Most critical findings (clear and measurable)
1) Registration
Non-compliance rate for substances imported in mixtures: 32%
If the substance is imported alone, non-compliance rate: 7%
2) Restrictions
Non-compliance rate for restricted substances checked: 16%
Focus of checks was particularly on jewelry, also toys and textiles.
3) Authorisation
21 checks examined authorisation obligations; in some cases authorisation was missing/expired.
Critical reading for Turkey (especially for manufacturers selling to the EU)
The REF-12 report indicates that Turkey-origin substances ranked among the top in the origin distribution of checked substances, and a high rate was seen for Turkey in the "country-based" non-compliance calculation (this rate is calculated based on the enforcement sample).
What does this mean?
EU customers and importers will ask suppliers **"is there registration/compliance evidence?"** before "do you have an SDS?".

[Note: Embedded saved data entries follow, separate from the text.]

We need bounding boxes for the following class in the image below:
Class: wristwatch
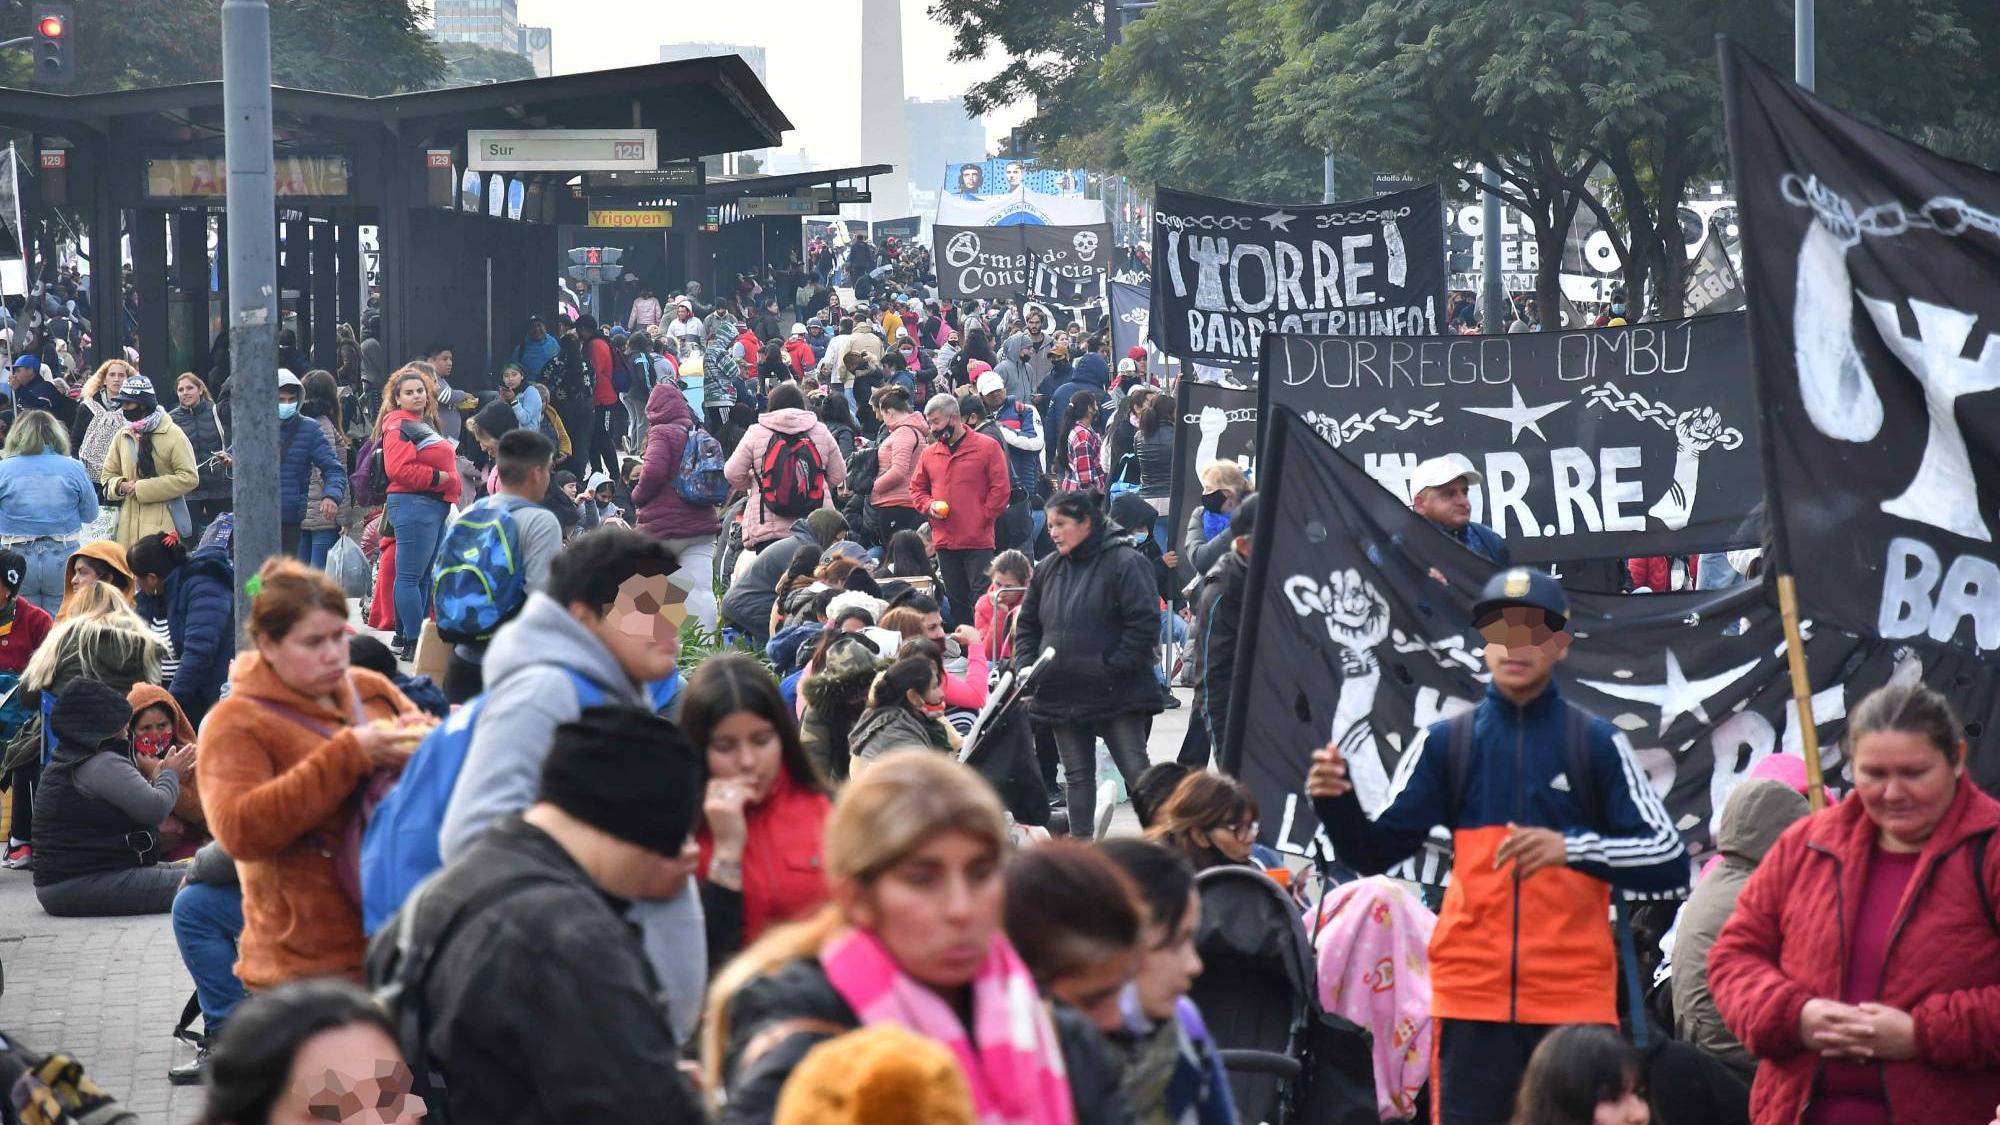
[709,856,743,887]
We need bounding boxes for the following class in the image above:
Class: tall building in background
[432,0,521,50]
[857,0,911,220]
[518,26,554,76]
[904,96,984,219]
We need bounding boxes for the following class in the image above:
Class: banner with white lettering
[1724,43,2000,656]
[1149,184,1447,369]
[1683,229,1746,316]
[1227,408,2000,862]
[933,223,1113,302]
[1258,313,1762,563]
[1167,380,1258,554]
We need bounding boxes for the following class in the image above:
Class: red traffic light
[36,14,62,37]
[585,248,601,265]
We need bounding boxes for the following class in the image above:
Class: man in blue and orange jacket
[1309,567,1688,1125]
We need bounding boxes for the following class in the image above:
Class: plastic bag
[325,533,369,599]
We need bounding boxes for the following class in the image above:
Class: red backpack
[758,430,828,518]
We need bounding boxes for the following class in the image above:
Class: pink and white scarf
[820,927,1074,1125]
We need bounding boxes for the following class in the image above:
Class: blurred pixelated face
[273,1022,423,1124]
[1476,607,1569,697]
[599,573,683,684]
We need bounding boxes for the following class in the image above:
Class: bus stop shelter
[0,55,790,388]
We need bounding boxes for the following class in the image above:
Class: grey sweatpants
[36,865,185,917]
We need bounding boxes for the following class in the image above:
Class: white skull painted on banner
[944,230,982,269]
[1073,230,1099,260]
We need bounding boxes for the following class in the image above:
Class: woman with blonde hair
[706,750,1129,1125]
[73,357,137,480]
[1180,460,1251,579]
[0,409,99,613]
[376,366,459,657]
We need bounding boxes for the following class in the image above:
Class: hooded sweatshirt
[1671,777,1810,1079]
[722,406,847,549]
[128,681,206,832]
[33,680,182,886]
[56,540,136,621]
[437,591,707,1045]
[631,382,723,540]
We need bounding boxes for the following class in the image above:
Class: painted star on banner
[1579,649,1762,736]
[1260,210,1297,232]
[1461,385,1570,442]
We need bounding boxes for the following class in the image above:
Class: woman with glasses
[1145,772,1262,871]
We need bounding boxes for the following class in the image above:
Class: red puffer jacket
[696,768,831,948]
[1707,780,2000,1125]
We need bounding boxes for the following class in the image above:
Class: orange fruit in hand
[932,500,951,518]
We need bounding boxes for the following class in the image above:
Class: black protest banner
[1167,380,1258,550]
[1226,408,2000,863]
[1149,183,1448,368]
[1110,280,1151,361]
[1725,43,2000,657]
[933,223,1113,302]
[1683,229,1746,316]
[1258,313,1762,564]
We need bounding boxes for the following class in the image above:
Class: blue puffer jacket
[157,541,235,727]
[275,412,348,526]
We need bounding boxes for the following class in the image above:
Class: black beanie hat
[51,680,134,750]
[537,704,704,856]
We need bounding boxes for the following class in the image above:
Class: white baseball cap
[1409,454,1482,494]
[1116,357,1138,374]
[789,323,807,337]
[975,370,1005,396]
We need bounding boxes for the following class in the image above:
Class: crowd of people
[0,250,1992,1125]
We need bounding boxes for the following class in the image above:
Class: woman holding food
[197,559,431,989]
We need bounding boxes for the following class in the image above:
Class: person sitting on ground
[128,530,234,729]
[1145,773,1263,873]
[366,705,707,1122]
[126,682,206,859]
[345,635,450,720]
[1096,837,1236,1125]
[56,538,135,621]
[721,508,851,649]
[1003,839,1147,1035]
[880,529,938,597]
[683,653,833,970]
[971,550,1031,663]
[32,679,193,917]
[438,528,709,1046]
[195,980,424,1125]
[847,654,957,771]
[705,750,1129,1125]
[1509,1024,1653,1125]
[799,630,886,783]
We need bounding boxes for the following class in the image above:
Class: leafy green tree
[435,42,536,87]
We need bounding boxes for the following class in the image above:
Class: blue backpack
[672,422,730,507]
[430,498,529,645]
[359,669,606,935]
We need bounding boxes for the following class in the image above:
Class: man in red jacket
[577,315,618,478]
[910,393,1010,629]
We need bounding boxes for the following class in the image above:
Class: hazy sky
[512,0,1031,166]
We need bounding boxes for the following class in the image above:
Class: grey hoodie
[438,591,707,1043]
[1671,778,1811,1078]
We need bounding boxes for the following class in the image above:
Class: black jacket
[1190,548,1249,742]
[720,958,1133,1125]
[1016,521,1163,725]
[365,816,704,1124]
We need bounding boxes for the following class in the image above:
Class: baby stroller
[1190,865,1377,1125]
[960,646,1053,832]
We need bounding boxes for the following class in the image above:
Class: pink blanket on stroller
[1305,877,1437,1121]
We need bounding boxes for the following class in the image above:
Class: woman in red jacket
[682,652,832,973]
[377,366,461,656]
[1708,681,2000,1125]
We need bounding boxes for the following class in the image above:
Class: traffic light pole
[222,0,279,636]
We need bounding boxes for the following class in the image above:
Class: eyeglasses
[1229,820,1260,840]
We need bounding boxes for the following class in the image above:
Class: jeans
[1695,551,1744,590]
[657,534,719,632]
[936,547,993,631]
[385,493,449,644]
[1436,1019,1555,1125]
[1051,713,1153,838]
[295,527,339,570]
[14,536,72,616]
[36,864,185,917]
[172,882,246,1034]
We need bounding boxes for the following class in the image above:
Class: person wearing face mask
[681,653,833,970]
[1178,494,1257,770]
[847,654,958,769]
[909,394,1011,631]
[267,370,348,560]
[365,704,708,1123]
[99,373,199,549]
[1096,838,1236,1125]
[1180,461,1251,584]
[706,750,1128,1125]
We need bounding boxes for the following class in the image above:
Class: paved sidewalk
[0,686,1194,1124]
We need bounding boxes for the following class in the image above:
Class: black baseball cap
[1471,567,1569,629]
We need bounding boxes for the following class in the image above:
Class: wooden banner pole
[1777,573,1828,812]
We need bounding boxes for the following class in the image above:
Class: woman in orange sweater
[197,560,429,989]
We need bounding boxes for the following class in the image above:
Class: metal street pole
[1795,0,1814,90]
[1480,165,1505,332]
[1323,151,1337,204]
[222,0,278,636]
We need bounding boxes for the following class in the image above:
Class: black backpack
[758,431,829,518]
[844,442,880,499]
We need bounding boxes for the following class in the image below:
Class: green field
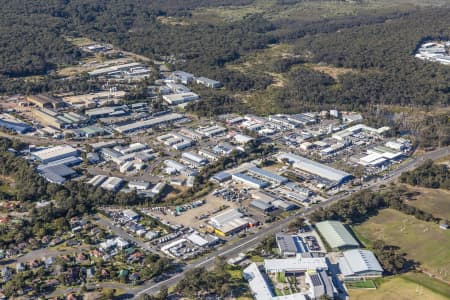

Manufacturers/suppliers who cannot give a clear answer to "what's in the mixture?" may be classified as high-risk suppliers in the EU.
Pier Compliance note: Same reflex necessary in KKDİK process in Turkey
The core message of the EU results is very clear: Compliance is not filling forms; it is correct substance identity + correct role + correct evidence chain.
In KKDİK too, manufacturers/importers must conduct pre-assessment with the same discipline before import/supply. Otherwise, "correction" afterward is often costly and delaying.
Clear call to manufacturers: Check today (10-minute pre-screening)
If 3+ of the following apply to you, take the process seriously:
- CAS/EC verification of components in your mixtures is not clear.
- "Who is the registration responsible?" (manufacturer/importer/OR) chain is unclear.
- SDS/label exists but REACH/KKDİK scope–tonnage–exemption analysis has not been done.
- Restricted substance risk is not managed in product groups like jewelry/toys/textiles.
- Evidence file (traceable records) you can show to customers/inspection is missing.
What do we recommend? (5 most practical steps)
1. Substance identity verification (component list, CAS/EC, UVCB check)
2. Role and obligation map (who takes on what?)
3. Registration/restriction/authorisation screening (by product and component)
4. SDS/label consistency check (including SEA/CLP compliance)
5. Inspection-ready evidence package (single folder: registration evidence, supplier declaration, traceability)
Sources
- ECHA Enforcement Forum – REF-12 Project Report (2,603 checks; 32% in mixtures, 7% in single substance; 16% in restrictions; focus: jewelry/toys/textiles; origin-based table).
- ECHA press release summary text (emphasis on "1/3 registration missing" in mixture substances).
- Mayer Brown – Europe Daily News (ECHA/NR/25/43 reference).
**Warning:** This content is for informational purposes only; it is not legal advice.